The space also includes a living wall facing the sun and an art mural on the opposite wall telling the story of the Tay Whale. The park also includes a whale themed sensory wall, some play equipment for children and exercise equipment for adults at the other end. Translucent sail like structures at the rear of the tiered seating area provide some privacy without block light light and views into the park. This structure also includes xylophone pipes to the side and acts as one of Dundee’s many whaling ships.
And that’s the story of how The Play Whale came to be. More images of my final design concept coming soon over on my website.
For the record I don’t agree with whale slaughtering but these were different times and the Tay Whale is a good example of the people of Dundee coming together in good community spirit.

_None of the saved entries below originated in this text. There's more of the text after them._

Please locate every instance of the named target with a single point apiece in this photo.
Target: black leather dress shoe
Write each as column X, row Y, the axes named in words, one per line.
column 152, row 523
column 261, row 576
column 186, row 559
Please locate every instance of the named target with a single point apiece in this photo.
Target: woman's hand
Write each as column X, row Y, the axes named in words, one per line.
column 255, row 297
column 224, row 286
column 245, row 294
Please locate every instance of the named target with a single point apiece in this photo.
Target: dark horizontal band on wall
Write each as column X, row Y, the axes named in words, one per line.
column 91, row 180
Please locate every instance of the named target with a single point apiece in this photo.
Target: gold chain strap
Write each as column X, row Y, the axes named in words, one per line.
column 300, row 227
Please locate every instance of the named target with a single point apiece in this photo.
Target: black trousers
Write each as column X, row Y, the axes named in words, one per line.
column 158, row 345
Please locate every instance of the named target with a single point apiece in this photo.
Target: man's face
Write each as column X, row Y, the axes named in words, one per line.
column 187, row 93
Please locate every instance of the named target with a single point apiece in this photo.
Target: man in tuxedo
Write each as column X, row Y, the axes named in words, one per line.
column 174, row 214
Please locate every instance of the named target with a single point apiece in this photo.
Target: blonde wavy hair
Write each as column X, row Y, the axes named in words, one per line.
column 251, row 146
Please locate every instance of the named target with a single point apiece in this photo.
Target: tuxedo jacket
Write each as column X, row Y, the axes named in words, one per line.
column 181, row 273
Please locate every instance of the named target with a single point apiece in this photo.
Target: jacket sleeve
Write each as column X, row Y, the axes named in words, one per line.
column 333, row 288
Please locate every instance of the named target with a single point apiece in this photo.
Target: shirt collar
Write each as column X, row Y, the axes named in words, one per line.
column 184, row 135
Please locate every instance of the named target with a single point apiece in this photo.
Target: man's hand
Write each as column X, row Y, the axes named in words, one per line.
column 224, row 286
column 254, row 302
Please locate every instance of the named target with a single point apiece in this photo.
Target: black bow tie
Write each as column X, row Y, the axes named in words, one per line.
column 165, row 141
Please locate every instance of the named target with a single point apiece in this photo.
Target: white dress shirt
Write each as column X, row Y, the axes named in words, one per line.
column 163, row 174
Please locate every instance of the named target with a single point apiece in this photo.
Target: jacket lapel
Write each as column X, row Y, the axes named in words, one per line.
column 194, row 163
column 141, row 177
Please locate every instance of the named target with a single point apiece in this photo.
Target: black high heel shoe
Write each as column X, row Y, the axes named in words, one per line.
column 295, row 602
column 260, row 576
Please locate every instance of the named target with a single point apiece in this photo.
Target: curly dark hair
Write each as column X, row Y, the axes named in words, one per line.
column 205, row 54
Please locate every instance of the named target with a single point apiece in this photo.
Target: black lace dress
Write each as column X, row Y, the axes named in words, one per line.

The Famous Tay Whale by William McGonagall
’Twas in the month of December, and in the year 1883,
That a monster whale came to Dundee,
Resolved for a few days to sport and play,
And devour the small fishes in the silvery Tay.
So the monster whale did sport and play
Among the innocent little fishes in the beautiful Tay,
Until he was seen by some men one day,
And they resolved to catch him without delay.
When it came to be known a whale was seen in the Tay,
Some men began to talk and to say,
We must try and catch this monster of a whale,
So come on, brave boys, and never say fail.
Then the people together in crowds did run,
Resolved to capture the whale and to have some fun!
So small boats were launched on the silvery Tay,
While the monster of the deep did sport and play.
Oh! it was a most fearful and beautiful sight,
To see it lashing the water with its tail all its might,
And making the water ascend like a shower of hail,
With one lash of its ugly and mighty tail.
Then the water did descend on the men in the boats,
Which wet their trousers and also their coats;
But it only made them the more determined to catch the whale,
But the whale shook at them his tail.
Then the whale began to puff and to blow,
While the men and the boats after him did go,
Armed well with harpoons for the fray,
Which they fired at him without dismay.
And they laughed and grinned just like wild baboons,
While they fired at him their sharp harpoons:
But when struck with the harpoons he dived below,
Which filled his pursuers’ hearts with woe:
Because they guessed they had lost a prize,
Which caused the tears to well up in their eyes;
And in that their anticipations were only right,
Because he sped on to Stonehaven with all his might:
And was first seen by the crew of a Gourdon fishing boat,
Which they thought was a big coble upturned afloat;
But when they drew near they saw it was a whale,
So they resolved to tow it ashore without fail.
So they got a rope from each boat tied round his tail,
And landed their burden at Stonehaven without fail;
And when the people saw it their voices they did raise,
Declaring that the brave fishermen deserved great praise.
And my opinion is that God sent the whale in time of need,
No matter what other people may think or what is their creed;
I know fishermen in general are often very poor,
And God in His goodness sent it to drive poverty from their door.
So Mr John Wood has bought it for two hundred and twenty-six pound,
And has brought it to Dundee all safe and all sound;
Which measures 40 feet in length from the snout to the tail,
So I advise the people far and near to see it without fail.
Then hurrah! for the mighty monster whale,
Which has got 17 feet 4 inches from tip to tip of a tail!
Which can be seen for a sixpence or a shilling,
That is to say, if the people all are willing.